# Sick and dying pigeons please help!



## Tara Marie (Sep 24, 2011)

Hi there, can anyone please help me, I have been feeding feral pigeons for the past two years and they are almost like pets to me, two having been born in a nest on my apt balcony. Sadly I have found two dead this week and I have another sick one I am trying to treat, symptoms are puffing up of the chest feathers and puffing the neck area, closing of the eyes, diahorrea and general weakness. As the vet is closed today, I have diluted some amoxicillin and also some Dioralyte and have tried getting these down the pigeons with a plunger, amoxicillin in case of flu/virus and dioralyte for the sick stomach. Can someone please advise, it's heartbreaking, I don't want this poor little one to die as well.

Thanks a lot

Tara


----------



## rackerman (Jul 29, 2009)

Tara, I hope you get help soon! Someone should be here to help you soon, so hang in there!! I am wondering if it is canker?? Do you have Pics??


----------



## amyable (Jul 7, 2007)

Hi,

This is heartbreaking not knowing what exactly you're dealing with.
As Rackerman said, my first thought was whether it's canker.
To get an idea if it might be, are you able to gently open the youngsters beak and look down it's throat. What you might see are yellow chessy growths and possibly some mucous and a bad smell if it's really advanced.

The trouble is, as you say vets are closed ATM so you are in a situation where you need to try and keep the bird warm and hydrated. The Dioralyte will help. Is it just plain liquid or fruit version?
You can soo make some up anyway with warm water and a tbls of sugar or glucose and quartertbls salt.
Be careful not to put fluids down airways though as it will drown, just drip the liquid along the side of it's beak so it sips it in. Depending on how old it is you could dip it's beak into the water, just up to the nostrils for the same reason as before, and it might drink for itself.

I'm not very good on dosage for ant-biotics so someone might help you with that just to make sure it's ok for the size bird.
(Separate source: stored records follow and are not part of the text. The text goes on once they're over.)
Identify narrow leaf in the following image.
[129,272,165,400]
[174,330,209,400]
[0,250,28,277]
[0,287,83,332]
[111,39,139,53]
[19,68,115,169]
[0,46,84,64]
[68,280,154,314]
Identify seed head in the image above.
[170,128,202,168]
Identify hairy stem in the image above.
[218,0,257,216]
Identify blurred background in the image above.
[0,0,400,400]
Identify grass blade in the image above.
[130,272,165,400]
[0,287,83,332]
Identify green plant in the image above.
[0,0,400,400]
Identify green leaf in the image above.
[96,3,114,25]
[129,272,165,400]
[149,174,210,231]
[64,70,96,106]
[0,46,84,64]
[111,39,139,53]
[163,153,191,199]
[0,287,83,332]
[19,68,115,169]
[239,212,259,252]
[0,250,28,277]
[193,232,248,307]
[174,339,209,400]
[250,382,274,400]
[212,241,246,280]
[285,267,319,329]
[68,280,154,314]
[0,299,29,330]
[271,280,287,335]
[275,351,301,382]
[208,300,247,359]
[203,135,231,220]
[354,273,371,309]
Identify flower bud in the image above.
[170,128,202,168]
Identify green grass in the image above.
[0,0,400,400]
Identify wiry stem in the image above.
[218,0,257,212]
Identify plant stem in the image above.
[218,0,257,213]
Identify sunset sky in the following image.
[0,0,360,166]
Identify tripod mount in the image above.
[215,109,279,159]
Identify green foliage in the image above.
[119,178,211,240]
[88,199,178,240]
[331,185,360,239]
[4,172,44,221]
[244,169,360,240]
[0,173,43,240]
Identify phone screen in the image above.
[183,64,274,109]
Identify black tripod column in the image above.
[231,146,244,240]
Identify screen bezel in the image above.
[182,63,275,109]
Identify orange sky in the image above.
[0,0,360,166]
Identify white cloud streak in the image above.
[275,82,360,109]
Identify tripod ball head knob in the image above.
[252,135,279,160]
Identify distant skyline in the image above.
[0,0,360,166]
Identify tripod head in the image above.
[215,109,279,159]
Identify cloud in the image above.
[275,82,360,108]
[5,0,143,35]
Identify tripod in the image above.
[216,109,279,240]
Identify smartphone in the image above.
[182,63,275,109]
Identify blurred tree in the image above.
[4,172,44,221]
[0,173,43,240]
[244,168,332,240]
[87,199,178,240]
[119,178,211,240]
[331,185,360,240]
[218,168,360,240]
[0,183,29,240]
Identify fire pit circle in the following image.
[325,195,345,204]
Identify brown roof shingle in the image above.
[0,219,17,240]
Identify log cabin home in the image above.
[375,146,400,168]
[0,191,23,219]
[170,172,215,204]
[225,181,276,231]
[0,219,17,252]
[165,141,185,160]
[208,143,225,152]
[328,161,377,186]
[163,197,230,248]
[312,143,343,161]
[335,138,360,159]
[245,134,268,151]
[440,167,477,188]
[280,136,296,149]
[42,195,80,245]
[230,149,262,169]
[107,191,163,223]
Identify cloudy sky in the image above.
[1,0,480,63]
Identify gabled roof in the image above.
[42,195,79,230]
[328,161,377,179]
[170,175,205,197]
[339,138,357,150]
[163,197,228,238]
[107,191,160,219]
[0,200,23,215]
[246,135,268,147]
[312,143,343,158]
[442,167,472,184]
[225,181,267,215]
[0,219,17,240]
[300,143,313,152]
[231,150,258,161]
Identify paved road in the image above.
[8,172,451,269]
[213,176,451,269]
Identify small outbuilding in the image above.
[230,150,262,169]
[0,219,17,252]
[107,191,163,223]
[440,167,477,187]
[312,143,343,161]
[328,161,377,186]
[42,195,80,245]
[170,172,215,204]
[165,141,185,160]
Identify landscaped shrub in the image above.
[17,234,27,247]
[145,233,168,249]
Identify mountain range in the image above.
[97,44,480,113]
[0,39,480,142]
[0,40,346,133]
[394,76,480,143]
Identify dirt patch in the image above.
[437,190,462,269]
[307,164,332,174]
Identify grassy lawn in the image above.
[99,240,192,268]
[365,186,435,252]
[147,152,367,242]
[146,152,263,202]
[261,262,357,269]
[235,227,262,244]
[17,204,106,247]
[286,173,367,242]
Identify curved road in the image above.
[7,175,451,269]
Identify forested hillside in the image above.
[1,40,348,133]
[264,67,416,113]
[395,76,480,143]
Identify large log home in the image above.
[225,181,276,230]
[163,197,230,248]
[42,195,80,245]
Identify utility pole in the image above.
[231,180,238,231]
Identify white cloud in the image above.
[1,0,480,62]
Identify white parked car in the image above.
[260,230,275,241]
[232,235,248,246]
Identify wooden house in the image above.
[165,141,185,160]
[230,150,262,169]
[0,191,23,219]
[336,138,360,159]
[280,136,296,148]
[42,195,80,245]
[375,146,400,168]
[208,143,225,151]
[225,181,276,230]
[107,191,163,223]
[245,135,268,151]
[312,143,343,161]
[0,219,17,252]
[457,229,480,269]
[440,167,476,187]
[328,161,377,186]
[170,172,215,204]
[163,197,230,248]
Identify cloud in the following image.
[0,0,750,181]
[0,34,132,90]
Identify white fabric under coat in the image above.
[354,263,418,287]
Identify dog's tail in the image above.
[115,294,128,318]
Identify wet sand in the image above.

When you say it passed diahorrea what colour is it?

Keep us posted as you should get some more advice from others hopefully.

Janet


----------



## Dobato (Jul 3, 2008)

Tara, thanks for your concern for these birds and for trying to help this sick little one. I can go over the meds dosing with you, to see if you are give about the right amount of the Amoxicillin to this little guy, if you tell me what strength the capsules are you have, how much water you added to dilute and how much of this you gave to this bird and if you know a weight for him, this would be helpful as well. As the others have mentioned, this could be an infection called canker that would require a different medicine than the Amoxicillin, one called Metronidazole (Flagyl), but I think you should continue with the Amoxicillin, as a number of times weakened birds can have two types of infections happening at once and the Amoxicillin should help for a number of bacterial infections.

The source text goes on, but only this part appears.